My argument for having multiple blood pressure medications, even those that work the exact same way in the body, is that what may work for one patient may not work for another, or may have undesirable side effects in one patient and not in another. I have seen this even in the same drug families. Humans are truly snowflakes—the basics are the same, but there are little variations all over our bodies, and that is what we can SEE. There are untold individual variances, chemically and microscopically, which we can only imagine. With that much diversity at the cellular (and sub-cellular) level, imagine the vast variability at all levels at once when it comes to disease process and drug or nutrition intake!

But, as physicians we are supposed to stick to absolute guidelines and certain measuring tools to satisfy some lofty powers that be, guidelines that were established based on the same kind of studies as the CREST study that we looked at above, which has excluded some patients from the study??!!

This kind of “logic”, once one really thinks about it, is not consistent with what we were taught in medical school. We were taught that life is NOT composed of absolutes, but a vast amount of variance that means we can only give it our best guess as to what we should do (if anything) in any given circumstance.

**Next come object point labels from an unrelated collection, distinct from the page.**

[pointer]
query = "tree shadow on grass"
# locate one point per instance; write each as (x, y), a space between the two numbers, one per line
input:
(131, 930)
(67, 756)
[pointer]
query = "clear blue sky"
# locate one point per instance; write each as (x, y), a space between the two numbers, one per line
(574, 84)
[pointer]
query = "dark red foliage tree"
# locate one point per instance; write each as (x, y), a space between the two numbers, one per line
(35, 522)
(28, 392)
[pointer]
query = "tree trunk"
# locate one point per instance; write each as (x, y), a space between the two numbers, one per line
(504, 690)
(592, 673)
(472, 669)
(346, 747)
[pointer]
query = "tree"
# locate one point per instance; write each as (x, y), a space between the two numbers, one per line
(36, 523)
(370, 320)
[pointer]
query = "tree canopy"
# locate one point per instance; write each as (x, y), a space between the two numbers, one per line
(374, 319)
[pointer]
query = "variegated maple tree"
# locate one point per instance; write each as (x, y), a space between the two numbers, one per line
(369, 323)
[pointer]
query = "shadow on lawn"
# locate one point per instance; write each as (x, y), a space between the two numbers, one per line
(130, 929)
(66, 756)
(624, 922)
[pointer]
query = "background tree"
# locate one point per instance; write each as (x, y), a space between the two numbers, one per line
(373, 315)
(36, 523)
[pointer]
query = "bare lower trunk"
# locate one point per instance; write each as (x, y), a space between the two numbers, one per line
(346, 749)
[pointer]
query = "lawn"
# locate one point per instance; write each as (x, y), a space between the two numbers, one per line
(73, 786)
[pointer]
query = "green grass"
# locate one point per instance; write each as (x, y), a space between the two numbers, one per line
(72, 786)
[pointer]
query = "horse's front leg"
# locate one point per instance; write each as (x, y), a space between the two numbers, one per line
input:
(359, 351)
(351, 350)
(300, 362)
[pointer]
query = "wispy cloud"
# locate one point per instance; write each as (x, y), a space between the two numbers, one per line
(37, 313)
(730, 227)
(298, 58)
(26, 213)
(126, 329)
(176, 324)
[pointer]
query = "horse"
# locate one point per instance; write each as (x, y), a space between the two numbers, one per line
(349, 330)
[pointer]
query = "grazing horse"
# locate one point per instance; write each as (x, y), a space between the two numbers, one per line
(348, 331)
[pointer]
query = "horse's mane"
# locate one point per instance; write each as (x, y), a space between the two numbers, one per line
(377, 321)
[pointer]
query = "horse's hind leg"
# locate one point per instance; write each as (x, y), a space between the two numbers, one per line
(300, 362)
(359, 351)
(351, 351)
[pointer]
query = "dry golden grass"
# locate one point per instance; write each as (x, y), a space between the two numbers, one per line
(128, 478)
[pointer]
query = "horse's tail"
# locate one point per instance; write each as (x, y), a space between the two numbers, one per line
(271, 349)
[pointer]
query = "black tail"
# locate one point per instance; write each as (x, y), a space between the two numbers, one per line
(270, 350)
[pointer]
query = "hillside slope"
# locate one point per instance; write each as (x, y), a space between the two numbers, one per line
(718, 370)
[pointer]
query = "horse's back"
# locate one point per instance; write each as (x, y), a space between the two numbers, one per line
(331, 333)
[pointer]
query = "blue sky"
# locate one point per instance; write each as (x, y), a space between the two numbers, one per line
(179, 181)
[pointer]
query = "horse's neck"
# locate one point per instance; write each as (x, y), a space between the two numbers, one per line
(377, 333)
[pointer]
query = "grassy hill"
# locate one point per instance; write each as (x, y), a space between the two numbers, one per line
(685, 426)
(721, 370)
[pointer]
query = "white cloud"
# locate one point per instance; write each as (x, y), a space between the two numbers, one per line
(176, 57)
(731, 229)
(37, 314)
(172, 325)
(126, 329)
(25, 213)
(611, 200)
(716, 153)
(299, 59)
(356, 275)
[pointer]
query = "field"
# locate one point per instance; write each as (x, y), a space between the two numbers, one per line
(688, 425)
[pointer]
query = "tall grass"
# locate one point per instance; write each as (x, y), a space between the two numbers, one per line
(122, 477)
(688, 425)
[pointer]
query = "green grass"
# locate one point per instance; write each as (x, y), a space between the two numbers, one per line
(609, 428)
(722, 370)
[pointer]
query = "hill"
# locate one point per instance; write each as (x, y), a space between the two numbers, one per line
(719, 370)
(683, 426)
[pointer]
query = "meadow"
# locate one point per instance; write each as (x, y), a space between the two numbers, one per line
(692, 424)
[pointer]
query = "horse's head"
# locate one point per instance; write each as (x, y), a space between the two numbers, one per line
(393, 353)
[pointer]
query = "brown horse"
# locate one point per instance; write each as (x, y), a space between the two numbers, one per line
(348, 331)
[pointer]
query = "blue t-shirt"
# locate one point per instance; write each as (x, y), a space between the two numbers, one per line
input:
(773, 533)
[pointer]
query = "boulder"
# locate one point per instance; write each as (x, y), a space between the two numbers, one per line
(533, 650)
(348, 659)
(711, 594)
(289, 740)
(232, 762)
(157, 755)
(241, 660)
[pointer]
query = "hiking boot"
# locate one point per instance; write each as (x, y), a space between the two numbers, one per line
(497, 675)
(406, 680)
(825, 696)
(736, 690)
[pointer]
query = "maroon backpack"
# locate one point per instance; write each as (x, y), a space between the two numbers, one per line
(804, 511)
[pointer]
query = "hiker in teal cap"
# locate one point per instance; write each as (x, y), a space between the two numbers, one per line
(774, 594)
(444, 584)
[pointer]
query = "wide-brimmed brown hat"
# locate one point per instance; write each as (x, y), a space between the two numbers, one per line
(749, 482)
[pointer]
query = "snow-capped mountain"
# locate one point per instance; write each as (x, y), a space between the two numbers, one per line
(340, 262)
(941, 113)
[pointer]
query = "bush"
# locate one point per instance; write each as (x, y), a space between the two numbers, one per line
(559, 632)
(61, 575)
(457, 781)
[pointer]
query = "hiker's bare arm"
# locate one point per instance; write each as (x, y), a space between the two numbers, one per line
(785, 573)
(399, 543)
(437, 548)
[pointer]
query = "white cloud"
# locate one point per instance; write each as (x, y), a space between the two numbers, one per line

As a direct primary care physician—one paid by the number of members DPC has, NOT the number of patients I see in a day—I do not have any Meaningless Use mandates from the federal government forcing me to follow guidelines.  I can tell you what the recommendations are, whether it is for the care of those with Diabetes Mellitus or for breast cancer screening; but, my pay is not tied to meeting certain bullet points in a bureaucrat’s mandated guidelines. Therefore, I will tell you the guidelines, but if I don’t think those guidelines necessarily apply to YOU, we will discuss our options. I do believe I need to know the guidelines, and I need to know the options; however, it is your decision since your body still belongs to you and no one else.

And, you can trust I’ll roll my eyes or argue in anger whenever anyone suggests I need to consider the good of the community/society/public/world over the good of YOU, the individual. I don’t WORK for the community, society or the public—I work for you, my patient.